Text prediction App

Filipe Lima
11-23-2020

We wish to determin which words is the most probable to follow a sentence.
At our disposal, a large dataset with lines that were extracted from newspapers, Twitter and blogs.
Using Natural Language Processing, build a n-gram model to predict the next word in a sentence.

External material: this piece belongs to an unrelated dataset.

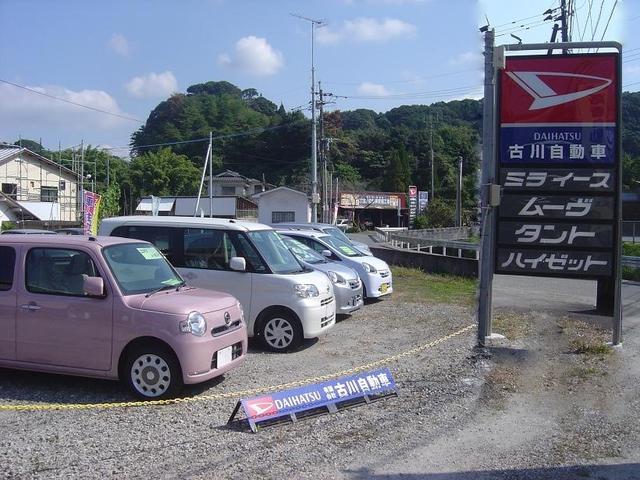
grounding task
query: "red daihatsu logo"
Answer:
[506,72,611,110]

The Text Prediction App is hosted in this site.
Created using the Quanteda package and using the Kneser-Ney Smoothing algorithm:
First, separating a 10% sample from the database, then splitting in a 80-20 proportion two datasets, the training and testing datasets.
The dataset was cleaned: Punctuation, Numbers, Symbols, Hyphenation and URL indicators were removed. Then, it was stemmed.
Three tables were created, using unigrams, bigrams and trigrams, calculating their quantities and their probability using Kneser-Ney Algorithm.

Our app have two kinds of predictions based on the sentence you write: A rank with the n most probable words, and the next n words that complete your sentence.
You should provide the sentence, the type of prediction and the number of words you want.

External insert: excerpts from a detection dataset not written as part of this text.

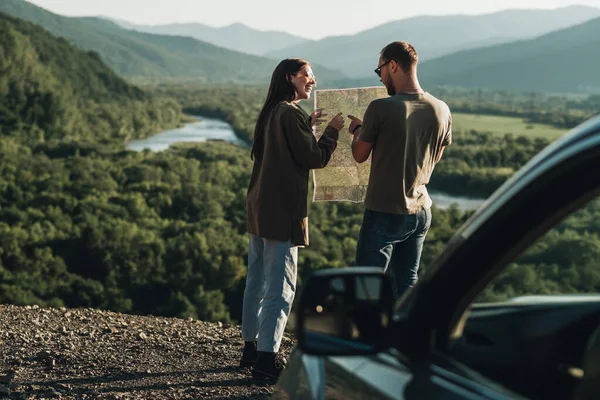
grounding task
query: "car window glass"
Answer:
[475,198,600,303]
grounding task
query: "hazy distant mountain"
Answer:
[112,19,312,55]
[267,6,600,78]
[419,18,600,92]
[0,0,340,83]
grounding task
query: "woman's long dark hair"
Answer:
[250,58,310,159]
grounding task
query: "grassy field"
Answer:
[452,113,566,139]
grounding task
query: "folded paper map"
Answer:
[313,86,388,202]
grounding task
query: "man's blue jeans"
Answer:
[356,208,431,297]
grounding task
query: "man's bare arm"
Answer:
[435,146,446,164]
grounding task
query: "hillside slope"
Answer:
[0,13,181,143]
[0,305,293,400]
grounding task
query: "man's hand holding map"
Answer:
[313,87,388,202]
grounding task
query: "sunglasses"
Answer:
[374,60,394,78]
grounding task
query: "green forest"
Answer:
[0,10,600,321]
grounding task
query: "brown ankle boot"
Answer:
[252,351,286,381]
[240,342,256,368]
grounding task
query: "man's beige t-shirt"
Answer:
[359,93,452,214]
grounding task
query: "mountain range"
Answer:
[0,0,600,92]
[0,0,342,83]
[111,19,312,55]
[266,6,600,78]
[419,18,600,92]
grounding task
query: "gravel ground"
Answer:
[0,305,293,400]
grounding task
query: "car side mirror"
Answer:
[296,267,394,355]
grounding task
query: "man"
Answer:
[348,42,452,296]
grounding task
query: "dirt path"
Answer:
[0,305,292,399]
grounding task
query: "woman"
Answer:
[240,59,344,379]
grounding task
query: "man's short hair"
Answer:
[381,41,419,72]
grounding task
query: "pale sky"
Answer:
[28,0,600,39]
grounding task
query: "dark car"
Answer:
[277,117,600,400]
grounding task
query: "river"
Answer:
[127,117,484,210]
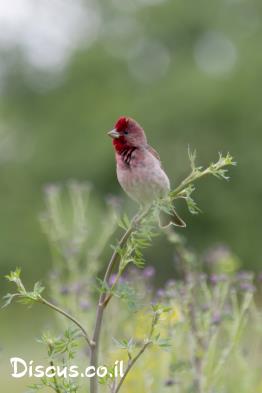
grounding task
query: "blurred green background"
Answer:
[0,0,262,388]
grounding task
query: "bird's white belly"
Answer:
[117,158,170,205]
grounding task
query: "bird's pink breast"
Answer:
[116,150,170,205]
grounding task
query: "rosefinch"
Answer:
[108,117,185,227]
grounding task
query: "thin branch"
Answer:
[90,208,150,393]
[114,341,152,393]
[39,296,92,348]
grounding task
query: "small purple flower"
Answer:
[165,378,175,386]
[166,278,176,288]
[143,266,156,278]
[60,285,70,295]
[109,274,117,285]
[257,272,262,282]
[156,288,166,297]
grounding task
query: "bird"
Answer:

We tried to measure the accuracy of our app choosing 1000 random lines from our testing datasets and comparing the results with the last word. We checked with our result was in the 1, 3 and 5 word prediction.
In blogs.txt sample, we got 3,5%, 7,9% and 8,9% right answers with one, three and five words.
In twitter.txt sample, we got 6,3%, 11,2% and 15% right answers with one, three and five words.
In news.txt sample, we got 3,4%, 6% and 7,8% right answers with one, three and five words.
Although our accuracy looks low, our app is pretty fast.